Given the fact that GA promotes cotton fibre elongation (Supplementary Fig. 10), we asked if the triple protein interactions would affect the transcriptional activation of target genes. A dual-luciferase assay system was employed for this purpose. The level of the luciferase activity controlled by GhRDL1 and GhEXPA1 promoters was elevated when GhHOX3 was expressed (Fig. 4a), but this activation was impaired when the L1-box was mutated (Fig. 4b). GhHD1 also activated the two promoters, but to a lesser extent than GhHOX3 (Fig. 4a). The GhRDL1 L1-box conferred a higher degree of regulation, possibly due to its closer proximity to the coding region (Supplementary Table 4). Activation of GhHOX3 to GhRDL1 or GhEXPA1 promoters was significantly enhanced by GhHD1 (Fig. 4a), and this enhancement was synergistic as the combinatorial effect was more than additive (particularly to GhRDL1), and the amounts of agrobacterial cells infiltrated into leaves in each experiment, as well as the amounts of the proteins expressed, were comparable (Supplementary Figs 14,17). In contrast, the promoter activation, either by GhHOX3 alone or by the two HD-ZIP IV proteins in combination, was substantially repressed by GhSLR1 (Fig. 4c). These results were further supported by EMSA assays, in which GhHD1 or GhHOX3 alone, as well as their combination, bound to the L1-box from both GhRDL1 and GhEXPA1 promoters, and such an interaction was indeed disturbed by application of GhSLR1 in the system (Supplementary Fig. 15).

Figure 4: Transcriptional regulation of target genes by GhHOX3 and the effects of GhHD1 and GhSLR1.
figure 4

GhRDL1 and GhEXPA1 promoters were fused to the LUC reporter, respectively, and the promoter activities were determined by a transient dual-LUC assay in Nicotiana benthamiana. The relative LUC activities were normalized to the reference Renilla (REN) luciferase. The corresponding effector (+), empty vector (−) or neither (NA) were co-filtrated (data are presented as mean±s.e.m., n=3, *P<0.05; **P<0.01, Student’s t-test). (a) Effects of GhHOX3 and GhHD1 on activities of RDL1 and EXPA1 promoters. (b) Effects of L1-box mutation on the activity of RDL1 and EXPA1 promoters. The L1-box was mutated (mutant) as shown (Fig. 2e). (c) Inhibitive effects of GhSLR1 on activation of RDL1 and EXPA1 promoters by GhHOX3 and GhHOX3+GhHD1.

Discussion

We have shown that the interaction of GhHOX3 with GhHD1 results in a much higher activity of gene activation than either alone, and DELLA (GhSLR1) negatively affects their activity and integration.

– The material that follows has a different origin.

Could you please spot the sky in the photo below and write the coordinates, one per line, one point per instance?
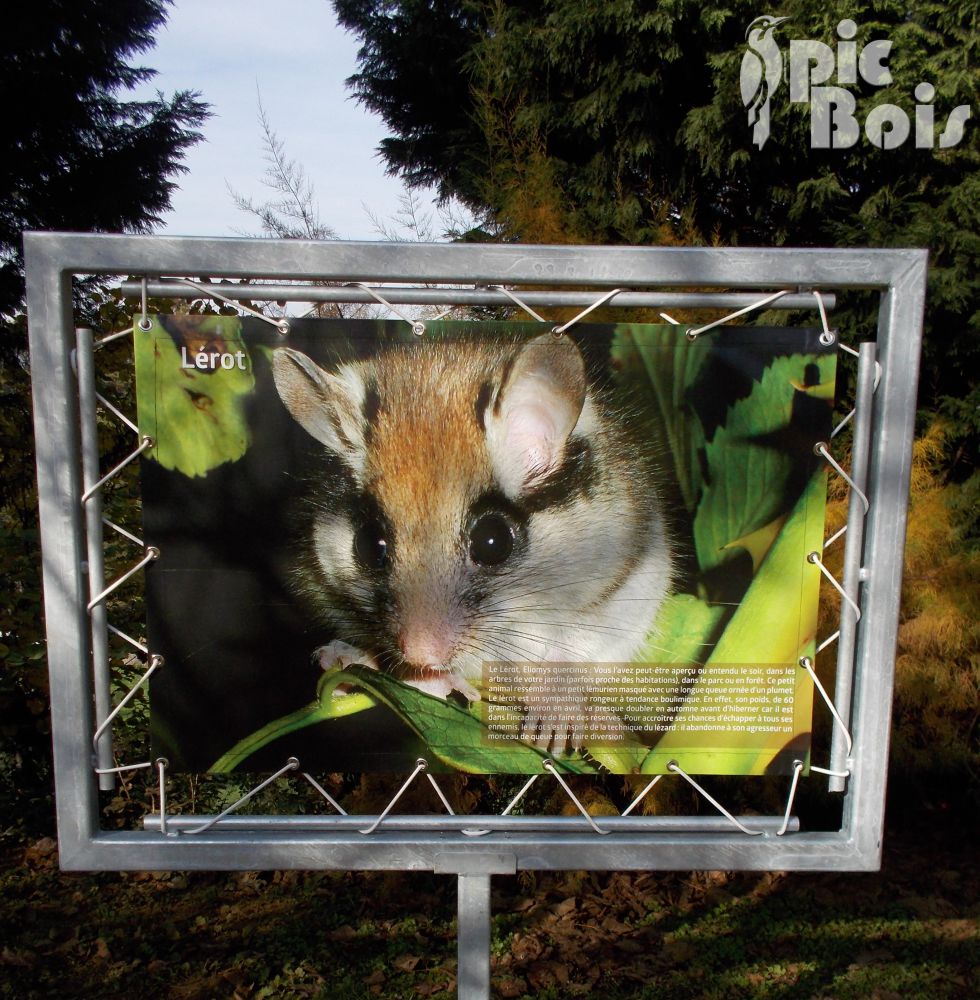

In plant cells, DELLAs are degraded in response to GA26. Our results uncover a new molecular mechanism underlying the role of GA in promoting cotton fibre elongation (Fig. 5).

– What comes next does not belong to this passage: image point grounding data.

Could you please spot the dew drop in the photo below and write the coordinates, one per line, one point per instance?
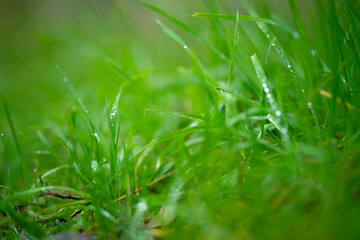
(296, 34)
(142, 206)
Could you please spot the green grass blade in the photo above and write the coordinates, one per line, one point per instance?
(191, 54)
(31, 227)
(187, 28)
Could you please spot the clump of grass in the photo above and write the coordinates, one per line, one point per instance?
(265, 145)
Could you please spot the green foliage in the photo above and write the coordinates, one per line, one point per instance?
(239, 121)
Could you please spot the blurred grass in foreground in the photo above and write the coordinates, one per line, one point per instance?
(221, 119)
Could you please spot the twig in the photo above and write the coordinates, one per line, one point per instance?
(55, 194)
(74, 214)
(51, 218)
(149, 184)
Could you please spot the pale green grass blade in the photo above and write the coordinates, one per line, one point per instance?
(191, 54)
(187, 28)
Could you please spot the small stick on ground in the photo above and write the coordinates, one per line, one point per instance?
(55, 194)
(149, 184)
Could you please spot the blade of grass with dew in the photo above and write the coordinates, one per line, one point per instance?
(187, 28)
(19, 150)
(191, 54)
(275, 109)
(31, 227)
(289, 64)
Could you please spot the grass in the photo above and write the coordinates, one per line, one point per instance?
(247, 130)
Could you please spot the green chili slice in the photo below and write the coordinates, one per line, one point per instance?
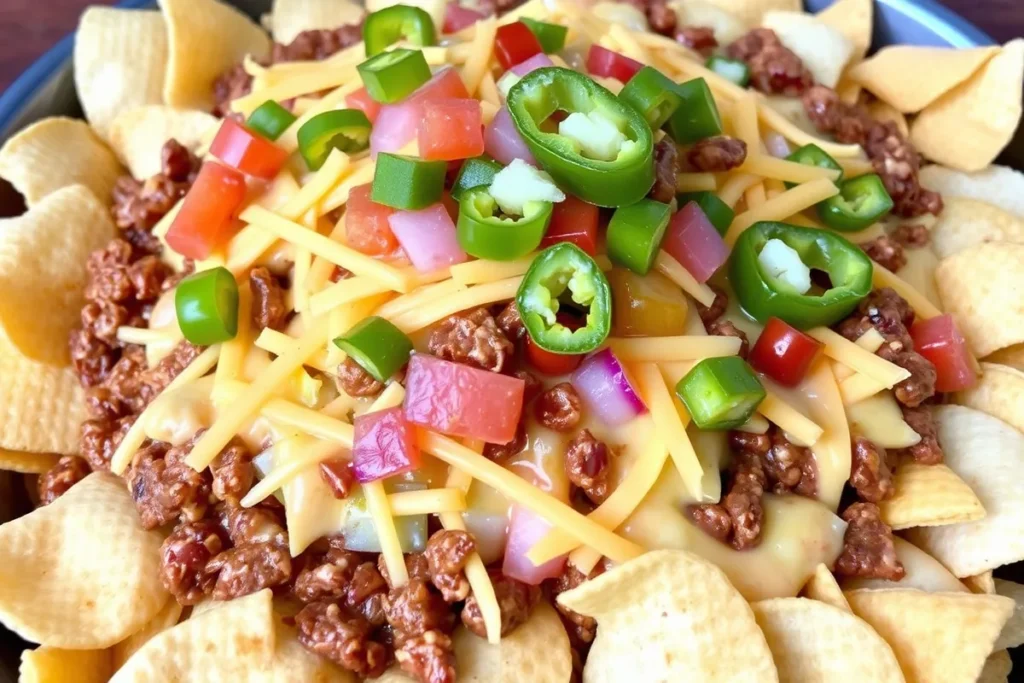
(347, 130)
(378, 346)
(386, 27)
(635, 233)
(406, 182)
(207, 306)
(270, 120)
(484, 233)
(390, 76)
(721, 393)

Figure 5: A model for the regulation of cotton fibre elongation by GhHOX3 and the phytohormone GA.
figure 5

(a) In cotton fibres, DELLA proteins bind to HOX3 to prevent its binding to other HD-ZIP transcription factors, repressing their transcriptional activation to target genes. (b) GAs trigger degradation of DELLAs, releasing HOX3 protein to interact with other HD proteins, such as HD1, allowing the activation of target genes, including RDL1 and EXPA1, to promote cotton fibre elongation.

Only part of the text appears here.